Spanish missionary (1745–1807)

Luis Sales (1745–1807) served as a Dominican missionary in Baja California, Mexico, between 1773 and 1790. He is most notable for three long letters in which he described the history of the peninsula and the lifeways of the native peoples in its northwestern region.

==Life==
Sales was born in Valencia, Spain in 1745. He was with the initial group of Dominican missionaries who took over responsibility for the Baja California missions in 1773 from the Franciscans, who in turn had replaced the expelled Jesuits in 1768. Sales apparently served at the missions of El Rosario, San Vicente, and San Miguel.
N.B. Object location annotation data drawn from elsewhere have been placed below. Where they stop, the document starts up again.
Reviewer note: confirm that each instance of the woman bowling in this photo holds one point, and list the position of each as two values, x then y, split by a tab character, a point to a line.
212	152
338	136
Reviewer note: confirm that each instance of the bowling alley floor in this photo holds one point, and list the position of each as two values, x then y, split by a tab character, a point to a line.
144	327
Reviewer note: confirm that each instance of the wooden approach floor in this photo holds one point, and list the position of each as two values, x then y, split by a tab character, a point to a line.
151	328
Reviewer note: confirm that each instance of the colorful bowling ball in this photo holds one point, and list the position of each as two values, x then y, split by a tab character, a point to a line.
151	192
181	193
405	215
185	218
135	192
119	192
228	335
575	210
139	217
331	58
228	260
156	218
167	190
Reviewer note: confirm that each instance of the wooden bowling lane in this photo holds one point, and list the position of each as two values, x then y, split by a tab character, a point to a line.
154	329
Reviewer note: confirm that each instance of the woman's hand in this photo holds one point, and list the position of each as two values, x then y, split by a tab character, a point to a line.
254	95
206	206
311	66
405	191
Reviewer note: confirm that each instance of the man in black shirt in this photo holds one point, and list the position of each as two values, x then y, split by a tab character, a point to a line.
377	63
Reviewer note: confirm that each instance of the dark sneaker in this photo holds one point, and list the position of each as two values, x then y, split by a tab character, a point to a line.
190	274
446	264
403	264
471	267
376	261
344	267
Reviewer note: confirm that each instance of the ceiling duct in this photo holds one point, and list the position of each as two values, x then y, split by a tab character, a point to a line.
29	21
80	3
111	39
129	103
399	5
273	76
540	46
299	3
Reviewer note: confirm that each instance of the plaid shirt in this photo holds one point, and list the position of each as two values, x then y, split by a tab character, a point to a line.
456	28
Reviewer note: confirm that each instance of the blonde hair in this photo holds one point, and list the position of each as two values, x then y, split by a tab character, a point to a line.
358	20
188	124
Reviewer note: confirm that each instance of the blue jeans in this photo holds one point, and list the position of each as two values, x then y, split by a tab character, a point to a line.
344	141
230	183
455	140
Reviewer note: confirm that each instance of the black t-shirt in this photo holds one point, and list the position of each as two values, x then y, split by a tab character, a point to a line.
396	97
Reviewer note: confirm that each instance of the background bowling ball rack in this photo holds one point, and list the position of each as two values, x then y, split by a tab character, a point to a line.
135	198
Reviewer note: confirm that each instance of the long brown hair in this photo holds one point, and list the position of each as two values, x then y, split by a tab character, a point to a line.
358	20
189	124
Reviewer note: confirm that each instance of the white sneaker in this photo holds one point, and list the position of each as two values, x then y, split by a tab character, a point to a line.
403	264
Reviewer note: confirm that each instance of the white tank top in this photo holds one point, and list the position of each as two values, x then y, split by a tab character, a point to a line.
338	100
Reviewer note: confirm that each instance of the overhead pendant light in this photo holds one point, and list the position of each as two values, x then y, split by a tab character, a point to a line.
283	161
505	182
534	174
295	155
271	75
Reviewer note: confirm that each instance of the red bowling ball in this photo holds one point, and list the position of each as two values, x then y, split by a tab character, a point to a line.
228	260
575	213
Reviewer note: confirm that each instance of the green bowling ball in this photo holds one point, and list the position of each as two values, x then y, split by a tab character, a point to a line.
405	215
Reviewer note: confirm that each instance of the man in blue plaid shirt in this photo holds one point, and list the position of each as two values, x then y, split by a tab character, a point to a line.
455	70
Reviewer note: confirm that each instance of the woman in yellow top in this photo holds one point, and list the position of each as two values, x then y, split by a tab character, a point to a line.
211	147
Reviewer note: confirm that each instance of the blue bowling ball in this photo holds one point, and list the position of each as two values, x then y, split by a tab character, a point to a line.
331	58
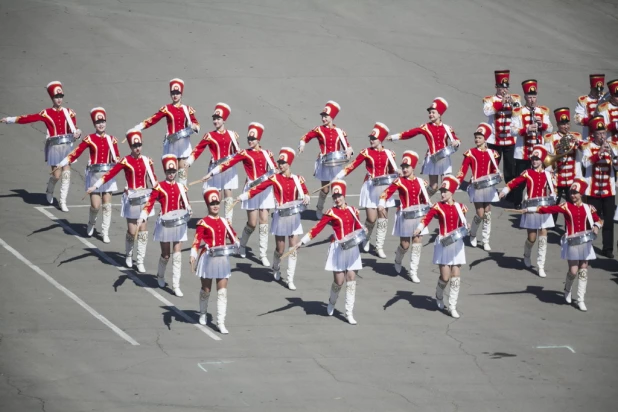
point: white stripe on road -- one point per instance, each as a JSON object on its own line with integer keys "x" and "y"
{"x": 130, "y": 274}
{"x": 70, "y": 294}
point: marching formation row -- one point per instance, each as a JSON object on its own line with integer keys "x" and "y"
{"x": 539, "y": 167}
In 1790 he received permission to return to Valencia where he died in 1807.

Sales wrote three letters to an anonymous friend in Valencia while he was serving at San Miguel and during his voyage home. The first provided a brief geographical description of the peninsula and then discussed in detail the customs and character of the Indians on its northwestern frontier, particularly regarding the Kiliwa and Paipai. The second letter continued the discussion of ethnography and related the history of Spanish involvement, including a lengthy digression on the Nootka Crisis. The third letter discussed the Dominican role in Baja California.

Sales' view of the native peoples was often strongly negative, recalling the acerbity of the Jesuit Johann Jakob Baegert. However, Sales provided indispensable information about traditional subsistence activities, religion, and many other matters.